Mention the different ways to deploy our agent: As an application, operator, helm charts, and kubectl commands. We deployed this ahead of time using kubectl commands.
Show the hipster app by going to the Services tab and clicking on the loadbalancer IP of the frontend service.
Go to the powerpoint and explain the workflow of the CI/CD pipeline. Also explain the 4 bulletpoints in the powerpoint slide that cover the next two points below.
The Jenkins pipeline is built only for the frontend microservice. So you can go to src/frontend and make changes there.
Add a vulnerability to the frontend microservice under src/frontend, expose port 22 in the Dockerfile, add an env variable with a password and add file with a private key, and use an old version of alpine (3.4). You can just uncomment the comments in the Dockerfile and comment others as appropriate
Run git commit -am 'vuln introduced' and the git push
Show the pipeline progress in Jenkins https://54.208.144.191/jenkins/job/hipster-frontend/
Show the failure report.
Show the scanning in GCR under sysdig-anthos-demo (you have a dev and prod repo) and highlight the difference between the vulnerability scanning
You can make changes to src/frontend/templates/header.html and change the page title under the head section. Change the title to Hipster Shop VERSION 2.0 under under <a href="/" class="navbar-brand d-flex align-items-center"> This should already be done for you.
Uncomment and comment to get the Dockerfile back in shape
Run git commit -am 'vuln removed' and the git push
Show the Jenkins pipeline succeeding
Show the Hipster app with the new Hipster Shop VERSION 2.0 title.
Finish off by showing the Sysdig Scanning Policy that was in place. It's called GoogleEventDemo

Demo2: Performance:

Show the Topology map at the bottom of the K8s Golden Signals for Hipster dashboard and show that things are going well.
Run the command: kubectl delete deployment checkoutservice
Show that the app broke by going to the Hipster app and try to purchase something. This will also generate a 500 error for the capture file. Sometimes the load generator doesn't generate this in time.
To see the performance degradation in Response Time and Error Rate. Check the K8s Golden Signals for Hipster dashboard and change the time scale between 1 minute, 10 minutes and 10 seconds.
This can be skipped depending on time -- Check the capture file and go to HTTP Errors and drill in. Show the connection problem to the given IP and port. Then run kubectl get svc to show that the frontend service can't talk to the checkout service. The error looks like rpc error: code = Unavailable desc = all SubConns are in TransientFailure, latest connection error: connection error: desc = "transport: Error while dialing dial tcp 10.35.246.154:5050: i/o timeout" failed to complete the order
Run the command: kubectl apply -f release/kubernetes-manifests.yaml to bring things back to normal.

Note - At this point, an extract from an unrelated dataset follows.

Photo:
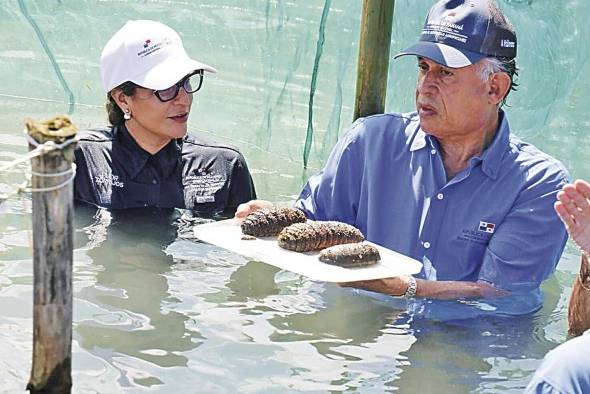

Demo3: Runtime Security based on MITRE matrix:

Privilege Escalation: Launch Privileged Container -- use kubectl apply -f privilegedContainer.yaml which will trigger the policy
Execution: Run a terminal shell in container -- use kubectl exec -it nginx-privileged bash
Discovery: Launch Suspicious Network Tool in Container -- first create a bash history file because it's not there usually and run an nmap scan -- use touch ~/.bash_history && nmap 10.35.244.69 -Pn -p 50051
Credential Access: Search Private Keys or Passwords -- use grep -ri -e "BEGIN RSA PRIVATE" /app
Exfiltration: Interpreted procs outbound network activity -- in the nmap container run cp /app/key/throwAway.pem my_file.txt && python /app/connect.py this will trigger the policy
Defense Evasion: Delete Bash History -- run shred -f ~/.bash_history
Check the capture file generated based on the Exfiltration event. (Sysdig Inspect Sometimes it shows that Unable to load data that's okay you can still follow the below instructions) a. Click Sysdig Secure Notifications, Executed Commands, New SSH Connections, and Accessed Files and zoom around New SSH Connections and talk about how it happened right before the trigger. b. Drill into New SSH Connections and show the outbound connection to a public IP. c. Go back and drill into Accessed Files. d. Search using Find Text for the throwAway file and drill into I/O stream. e. Show how that file contains a private key f. Go back to Accessed Files and search for connect.py g. Drill into I/O stream. h. Talk about the scp operation that exfiltrated the private key to a hacker's machine
Talk about how we could have looked for private key files during the scanning process. Also talk about the kill container action that we could have taken in the very beginning.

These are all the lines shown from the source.